Une équipe de chercheurs de l'Inra de Bordeaux et de Bordeaux Sciences Agro a donc mis en place une collection de population française de phylloxéra. Elle va étudier la variabilité génétique ainsi que l'agressivité de l'insecte et tenter de mieux comprendre sa capacité d'adaptation au contexte viticole actuel. « Ces connaissances sont essentielles pour la sélection de nouveaux porte-greffes à résistance durable », insiste Daciana Papura. De son côté, Olivier Yobrégat rappelle que les porte-greffes américains sont utilisés depuis près de cent cinquante ans et que leur résistance n'a été contournée ni en France, ni aux États-Unis, pays d'origine du phylloxéra. « Ces porte-greffes ont été créés à partir des espèces américaines qui ont évolué avec le parasite.

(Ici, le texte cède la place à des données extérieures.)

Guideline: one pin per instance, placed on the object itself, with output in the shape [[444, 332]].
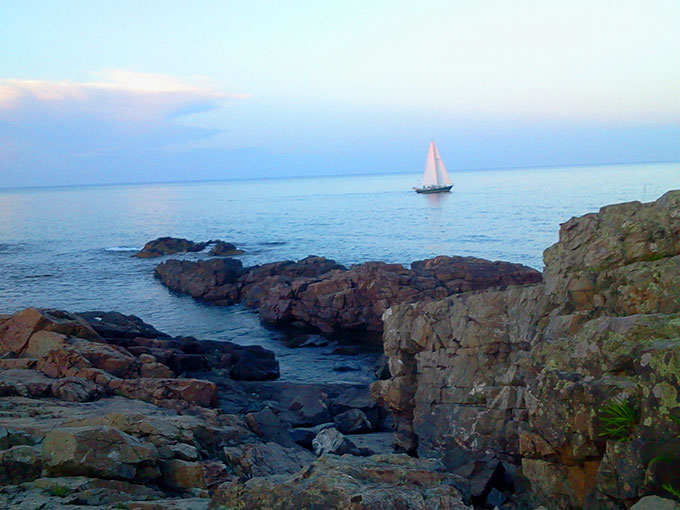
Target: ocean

Des adaptations du phylloxéra sont toujours possibles, mais je ne pense pas que ce soit de sitôt », argumente-t-il.
Y a-t-il eu des infestations récentes ?
Oui. Au début des années 1990, le phylloxéra a ravagé le vignoble californien. En cause : le recours massif au porte-greffe AXR 1 (aramon croisé avec rupestris-ganzin numéro 1). « C'est un porte-greffe vigoureux, qui s'adapte à tous les types de sol », rapporte Olivier Yobrégat. Or, ce porte-greffe est insuffisamment résistant au phylloxéra. Pour cette raison, les Français l'avaient rejeté. L'université de Davis, quant à elle, l'a fortement recommandé, malgré les mises en garde des agronomes français. Les Californiens ont payé cher leur erreur.
Y a-t-il encore des vignobles épargnés dans le monde ?
Aujourd'hui, il n'y a guère qu'au Chili, en Arménie, à Chypre et dans certaines régions de l'Australie et de la Chine que le phylloxéra est absent. Dans ces pays où beaucoup de cépages sont encore cultivés en franc de pied, les autorités ont mis en place des mesures de quarantaine drastiques pour éviter son introduction et sa dispersion.
Les vignes en franc de pied se développent-elles pour autant en France ?
Oui, épisodiquement. « Quand les sols sont très sableux, le phylloxéra n'y prolifère pas, car il a dû mal à faire des galeries », explique Olivier Yobrégat. Dans ces situations, il est donc possible de planter des vignes non greffées. Certains vignerons l'ont fait pour conserver une particularité culturale et se diversifier en élaborant un produit de niche. En dehors de ces sols, la plantation de vignes en franc de pied est fortement déconseillée.